Who can forget what they were doing when they heard the first report? And then the second? And then the third, which for me, clinched it. This was not a small private plane that veered off course, as was the first report I heard as I drove to a meeting at the Jewish Federation building in downtown Philadelphia.
I was listening to NPR (I used to listen to that station. That was before. Before 9/11. Before the uprising by the Palestinian Arabs when my friend was murdered. Before. When I was a different person.) and heard the first calm report of a small plane striking one of the Twin Towers. I pictured one of those little prop planes and could not imagine how or why someone would fly near the City in one of those. It didn’t sound like a huge deal, barely a blip on the mind of someone looking for a parking spot.
When I arrived at the Federation building, there was a sign on the door which said, I don’t recall exactly, either that the building was closed or that the particular meeting I was to attend was cancelled.
Mild annoyance, why couldn’t they have sent an email so I hadn’t wasted an hour of my life driving into town, parking, then getting back out to where I live, in the Philly suburbs?
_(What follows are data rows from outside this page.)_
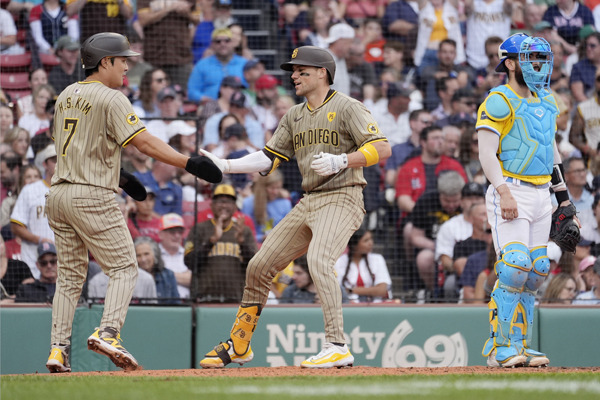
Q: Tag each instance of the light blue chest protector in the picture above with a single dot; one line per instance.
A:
(526, 150)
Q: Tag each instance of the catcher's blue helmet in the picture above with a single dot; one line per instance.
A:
(528, 50)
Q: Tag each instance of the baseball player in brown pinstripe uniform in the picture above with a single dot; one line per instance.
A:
(92, 123)
(332, 136)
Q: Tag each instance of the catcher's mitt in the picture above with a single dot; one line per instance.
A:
(565, 231)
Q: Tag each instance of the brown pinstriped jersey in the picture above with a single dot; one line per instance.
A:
(340, 125)
(92, 122)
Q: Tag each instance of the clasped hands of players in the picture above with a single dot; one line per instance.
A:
(325, 164)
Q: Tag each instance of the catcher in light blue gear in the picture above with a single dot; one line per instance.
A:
(516, 126)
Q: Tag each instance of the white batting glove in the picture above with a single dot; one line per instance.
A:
(223, 165)
(326, 164)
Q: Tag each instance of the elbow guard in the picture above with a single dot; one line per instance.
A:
(370, 153)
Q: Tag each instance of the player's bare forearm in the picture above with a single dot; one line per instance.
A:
(159, 150)
(358, 159)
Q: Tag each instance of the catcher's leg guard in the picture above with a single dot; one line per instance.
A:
(512, 270)
(237, 348)
(523, 327)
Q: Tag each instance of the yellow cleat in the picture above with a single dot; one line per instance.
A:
(224, 354)
(331, 356)
(58, 361)
(108, 342)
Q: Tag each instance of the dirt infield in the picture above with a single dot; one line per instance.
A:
(249, 372)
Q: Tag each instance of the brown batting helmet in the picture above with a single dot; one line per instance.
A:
(312, 56)
(105, 44)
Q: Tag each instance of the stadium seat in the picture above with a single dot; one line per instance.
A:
(15, 62)
(14, 80)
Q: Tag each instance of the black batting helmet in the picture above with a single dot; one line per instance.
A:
(105, 44)
(312, 56)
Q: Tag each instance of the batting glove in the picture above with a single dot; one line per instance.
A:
(326, 164)
(220, 163)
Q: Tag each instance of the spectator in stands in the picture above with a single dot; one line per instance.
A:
(444, 68)
(29, 220)
(302, 288)
(393, 120)
(362, 74)
(479, 240)
(562, 289)
(171, 250)
(317, 32)
(445, 88)
(459, 227)
(417, 120)
(206, 77)
(240, 110)
(150, 260)
(8, 33)
(12, 273)
(229, 85)
(7, 120)
(42, 289)
(268, 204)
(452, 135)
(37, 77)
(583, 74)
(169, 194)
(218, 251)
(585, 127)
(169, 104)
(400, 22)
(137, 65)
(469, 156)
(39, 119)
(361, 272)
(372, 39)
(167, 39)
(10, 168)
(267, 93)
(153, 81)
(414, 177)
(18, 139)
(142, 219)
(253, 70)
(49, 22)
(431, 210)
(340, 39)
(487, 78)
(576, 180)
(438, 20)
(591, 276)
(29, 174)
(485, 18)
(568, 17)
(95, 17)
(69, 69)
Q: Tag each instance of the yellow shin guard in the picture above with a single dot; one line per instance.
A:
(243, 328)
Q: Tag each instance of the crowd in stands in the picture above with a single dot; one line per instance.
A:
(421, 67)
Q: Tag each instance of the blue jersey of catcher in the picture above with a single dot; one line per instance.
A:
(526, 128)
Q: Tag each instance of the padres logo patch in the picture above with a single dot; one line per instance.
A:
(372, 128)
(132, 119)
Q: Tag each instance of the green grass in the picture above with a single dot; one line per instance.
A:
(563, 386)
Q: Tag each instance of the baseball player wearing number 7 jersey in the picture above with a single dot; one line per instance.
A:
(332, 136)
(92, 123)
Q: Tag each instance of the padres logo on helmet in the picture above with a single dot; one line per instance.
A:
(105, 44)
(311, 56)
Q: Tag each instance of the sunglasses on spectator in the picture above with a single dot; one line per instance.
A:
(46, 262)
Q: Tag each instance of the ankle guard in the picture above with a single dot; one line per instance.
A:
(243, 328)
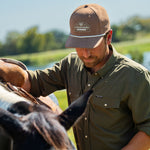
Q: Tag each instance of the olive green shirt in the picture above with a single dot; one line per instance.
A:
(119, 106)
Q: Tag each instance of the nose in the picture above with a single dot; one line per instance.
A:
(86, 53)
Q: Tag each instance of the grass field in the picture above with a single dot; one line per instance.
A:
(136, 48)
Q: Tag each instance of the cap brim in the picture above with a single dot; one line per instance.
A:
(74, 42)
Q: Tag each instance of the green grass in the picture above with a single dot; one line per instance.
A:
(136, 48)
(41, 58)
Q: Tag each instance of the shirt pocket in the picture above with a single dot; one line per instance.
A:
(106, 101)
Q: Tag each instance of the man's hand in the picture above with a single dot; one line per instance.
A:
(11, 71)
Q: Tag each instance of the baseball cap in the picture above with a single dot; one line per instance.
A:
(88, 24)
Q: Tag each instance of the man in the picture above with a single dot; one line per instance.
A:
(118, 113)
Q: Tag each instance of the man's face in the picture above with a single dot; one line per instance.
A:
(94, 58)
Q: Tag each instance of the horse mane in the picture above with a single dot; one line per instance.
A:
(49, 128)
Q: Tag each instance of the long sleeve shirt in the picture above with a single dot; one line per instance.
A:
(119, 106)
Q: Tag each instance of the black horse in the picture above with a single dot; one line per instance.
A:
(36, 127)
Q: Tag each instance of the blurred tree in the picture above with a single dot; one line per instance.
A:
(10, 47)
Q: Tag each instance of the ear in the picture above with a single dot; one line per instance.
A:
(21, 108)
(10, 123)
(109, 37)
(74, 111)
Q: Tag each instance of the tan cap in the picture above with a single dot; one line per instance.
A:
(88, 23)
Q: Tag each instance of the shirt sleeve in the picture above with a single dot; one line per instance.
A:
(44, 82)
(139, 101)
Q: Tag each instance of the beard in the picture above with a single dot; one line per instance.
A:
(91, 61)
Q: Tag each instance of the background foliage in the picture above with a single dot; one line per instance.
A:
(31, 41)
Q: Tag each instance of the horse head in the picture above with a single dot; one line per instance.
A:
(34, 126)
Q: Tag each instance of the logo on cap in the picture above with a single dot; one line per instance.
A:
(82, 27)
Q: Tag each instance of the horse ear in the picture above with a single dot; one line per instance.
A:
(10, 123)
(74, 111)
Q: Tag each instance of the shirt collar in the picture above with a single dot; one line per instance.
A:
(109, 64)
Whatever.
I took the opportunity to walk along the street and went into a store. As I meandered through the aisles, I heard snippets of the radio playing next to the cashier.
What?
Another plane had hit the other Twin Tower. And as I walked over, we heard the news that the Pentagon, the epicenter of America’s defense, had been struck by yet another airplane.
Everyone stared at each other with eyes straining to comprehend, and began moving, like zombies, to the door.
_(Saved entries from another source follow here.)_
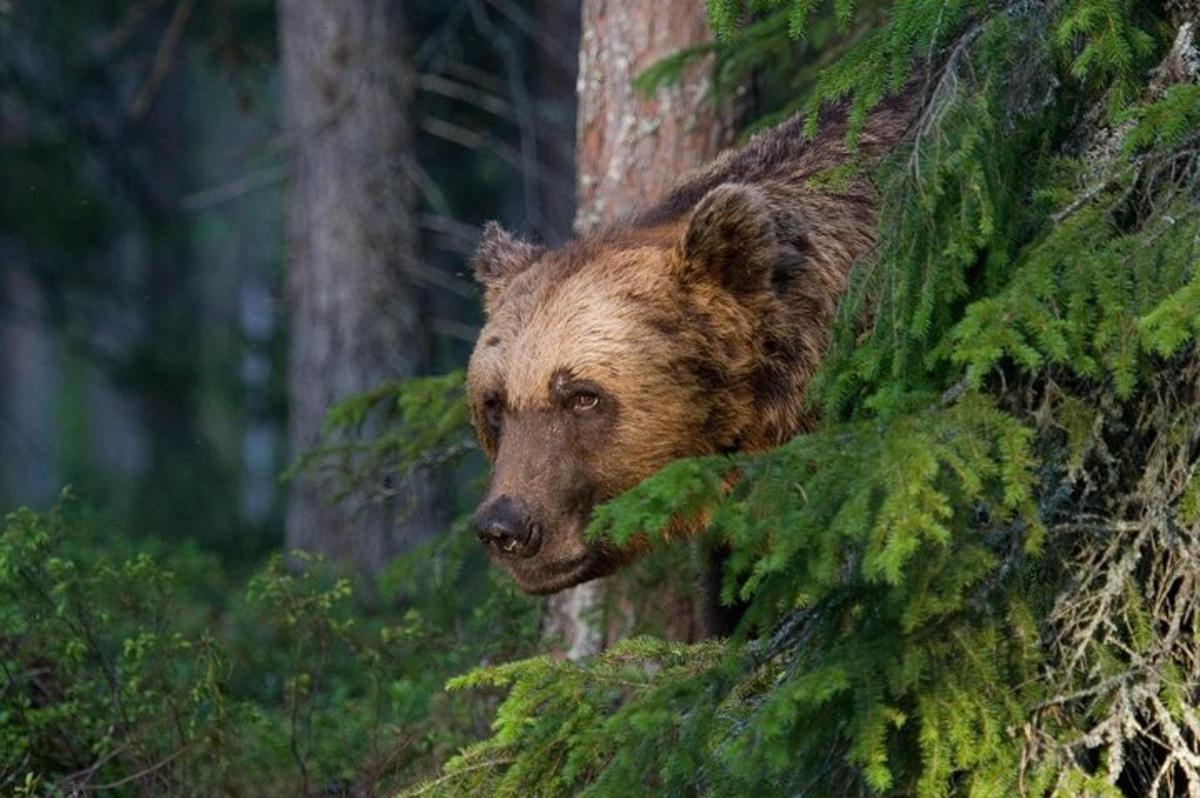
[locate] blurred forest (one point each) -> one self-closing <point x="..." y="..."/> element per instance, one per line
<point x="147" y="316"/>
<point x="237" y="467"/>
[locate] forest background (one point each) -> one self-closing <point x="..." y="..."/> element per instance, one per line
<point x="221" y="220"/>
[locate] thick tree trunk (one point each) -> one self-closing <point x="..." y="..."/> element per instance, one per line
<point x="629" y="149"/>
<point x="354" y="318"/>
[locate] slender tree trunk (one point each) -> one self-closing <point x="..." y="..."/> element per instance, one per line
<point x="630" y="148"/>
<point x="354" y="318"/>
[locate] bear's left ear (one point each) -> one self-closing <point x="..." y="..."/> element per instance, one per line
<point x="501" y="257"/>
<point x="731" y="239"/>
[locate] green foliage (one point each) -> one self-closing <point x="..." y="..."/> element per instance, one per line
<point x="958" y="583"/>
<point x="136" y="672"/>
<point x="389" y="431"/>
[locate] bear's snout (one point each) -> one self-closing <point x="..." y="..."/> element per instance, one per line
<point x="505" y="527"/>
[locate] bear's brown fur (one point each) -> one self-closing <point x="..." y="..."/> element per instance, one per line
<point x="689" y="329"/>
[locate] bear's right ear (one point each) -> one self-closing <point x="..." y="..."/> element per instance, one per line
<point x="501" y="257"/>
<point x="731" y="239"/>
I remember walking in a semi-trance to the car. People were standing on the streets, staring with empty eyes. People sat in cars with the doors open and the radios on.
Residents leaned out of their apartment windows, moaning, as a low wail began to rise in my ears. I still don’t know if the sound was made by people whom I passed, or if it was just the sound of grief and loss – loss of so much, of a way of life, of innocence, of political and global stupidity, ricocheting through my mind.
I called my husband, but he was in a deposition and didn’t answer the first five times I called.
And then I focused and found a purpose to squash back the fears and loss of control that were threatening to unravel me. My children were all in one school building, at a Jewish day school in the Philadelphia suburbs. And there I went, barring the door, manning the desk, helping the new school receptionist who was overwhelmed by the calls of the frightened parents and the demands to shut the school, and the headmaster who was out on a trip for the day with the middle school students.
Living in the world of Jewish day school, at least in the Philadelphia suburbs, can mean that you know every parent and just about every child. You know who has siblings there and who doesn’t. You know how to speak with each parent and you know how to do your best – that’s all you can do – to soothe the fears of Jewish parents who have, for the first time, smelled the whiff – thank God only the whiff – of potential extermination that their parents or grandparents tried to explain but which these parents considered anachronistic annoyances.